Sobrinho do governador Carlos Brandão (MDB), Daniel presidia o TCE-MA no biênio 2025-2026.
A ordem foi proferida no contexto de processos em tramitação no Supremo e de investigações conduzidas pela Polícia Federal. As apurações reúnem suspeitas de corrupção, desvios de recursos públicos e interferências destinadas a dificultar o trabalho das autoridades.
Investigações alcançam o TCE-MA
Uma das linhas investigativas está relacionada ao assassinato do empresário João Bosco Sobrinho Pereira Oliveira, ocorrido em 2022, em São Luís. A Polícia Federal apura se o homicídio possui ligação com negociações envolvendo recursos públicos e possíveis pagamentos indevidos.
Documentos tornados públicos recentemente pelo STF também apontam suspeitas de obstrução da Justiça, fraudes em contratos e movimentações relacionadas à composição do Tribunal de Contas. As investigações buscam esclarecer a atuação individual de empresários, servidores públicos e agentes políticos citados nos autos.

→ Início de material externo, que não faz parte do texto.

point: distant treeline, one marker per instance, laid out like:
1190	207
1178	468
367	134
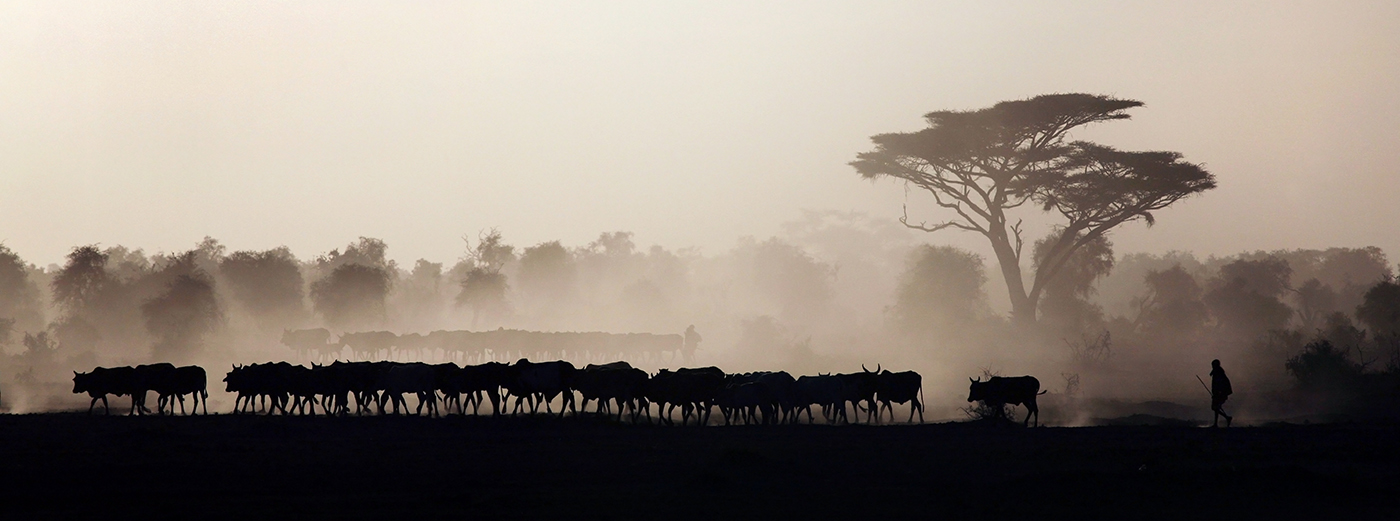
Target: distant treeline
503	345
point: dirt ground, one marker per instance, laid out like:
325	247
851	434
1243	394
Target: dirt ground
234	467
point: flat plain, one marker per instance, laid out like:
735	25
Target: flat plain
74	465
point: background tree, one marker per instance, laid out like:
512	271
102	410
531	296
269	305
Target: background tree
353	296
77	285
181	315
940	292
482	283
1172	306
268	285
989	163
548	275
1245	297
1066	304
1379	310
20	300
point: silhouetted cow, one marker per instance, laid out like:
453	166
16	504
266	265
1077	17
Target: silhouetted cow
153	377
417	378
189	380
104	381
616	381
485	378
822	390
998	391
899	388
541	383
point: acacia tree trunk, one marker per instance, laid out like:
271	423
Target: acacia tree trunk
1022	308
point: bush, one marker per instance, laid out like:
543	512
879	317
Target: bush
1322	366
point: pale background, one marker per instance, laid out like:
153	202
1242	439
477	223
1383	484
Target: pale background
308	125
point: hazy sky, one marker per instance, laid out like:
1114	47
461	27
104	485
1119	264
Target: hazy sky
690	123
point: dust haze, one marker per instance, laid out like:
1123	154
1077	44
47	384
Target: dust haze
188	181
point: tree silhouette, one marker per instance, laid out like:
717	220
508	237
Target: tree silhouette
1245	297
352	296
20	301
483	285
941	289
77	285
179	317
1172	306
548	272
989	163
266	283
1066	300
1381	308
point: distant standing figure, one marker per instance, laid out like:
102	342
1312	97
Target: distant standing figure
692	342
1220	392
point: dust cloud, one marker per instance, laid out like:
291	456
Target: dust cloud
1302	332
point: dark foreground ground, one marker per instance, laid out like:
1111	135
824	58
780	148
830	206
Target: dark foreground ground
69	465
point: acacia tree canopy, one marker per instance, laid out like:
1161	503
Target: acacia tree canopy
986	164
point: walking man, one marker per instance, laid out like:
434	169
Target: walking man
1220	392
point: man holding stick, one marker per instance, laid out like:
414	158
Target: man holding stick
1220	391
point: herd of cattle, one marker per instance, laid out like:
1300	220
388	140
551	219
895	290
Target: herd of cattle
618	390
478	346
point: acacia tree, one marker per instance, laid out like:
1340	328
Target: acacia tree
483	285
987	164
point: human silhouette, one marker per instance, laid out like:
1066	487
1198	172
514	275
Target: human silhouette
692	342
1220	392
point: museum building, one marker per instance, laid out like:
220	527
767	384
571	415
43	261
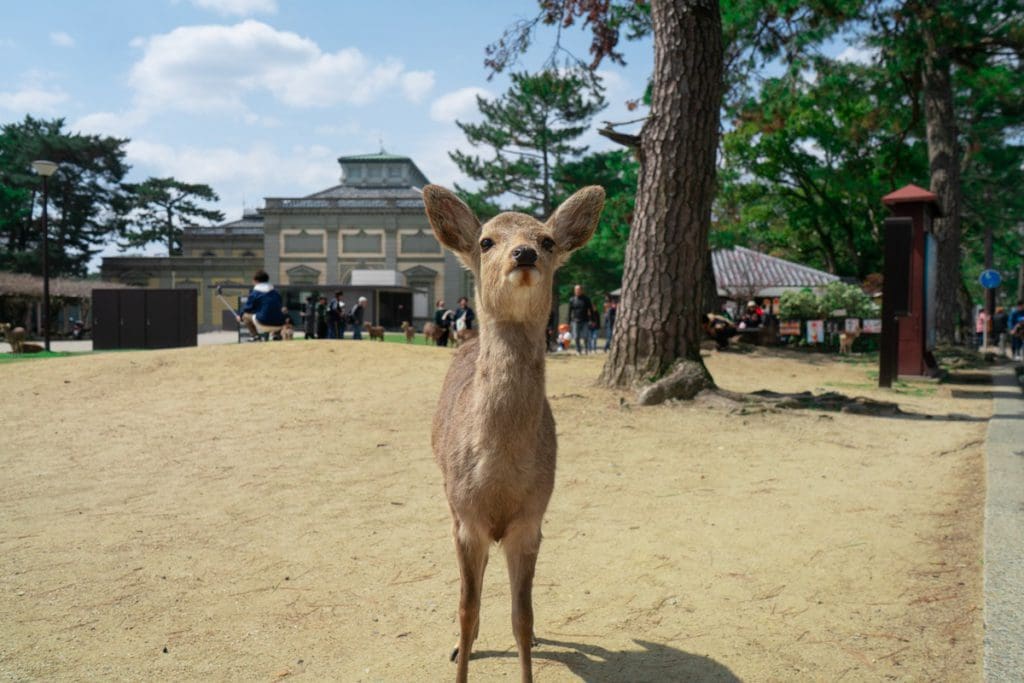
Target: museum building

Daniel Brandão aparece nas apurações por ter participado de uma reunião realizada antes do assassinato. A existência de citações nas investigações, contudo, não representa conclusão definitiva sobre responsabilidade criminal.
Daniel Brandão nega irregularidades
Em manifestações anteriores, Daniel Brandão negou qualquer participação em negociações ilícitas e afirmou não possuir relação com o assassinato investigado. Sua defesa sustenta que o homem condenado pelo crime já teria declarado que o conselheiro não participou do episódio.
Brandão também afirma que familiares do autor do homicídio teriam tentado pressioná-lo, com ameaças de associar seu nome ao caso. As alegações ainda são objeto de apuração.
Com o afastamento da presidência, o TCE-MA deverá adotar os procedimentos previstos em suas normas internas para definir quem assumirá o comando da instituição. As investigações permanecem em andamento, sem prejuízo do direito de defesa dos envolvidos.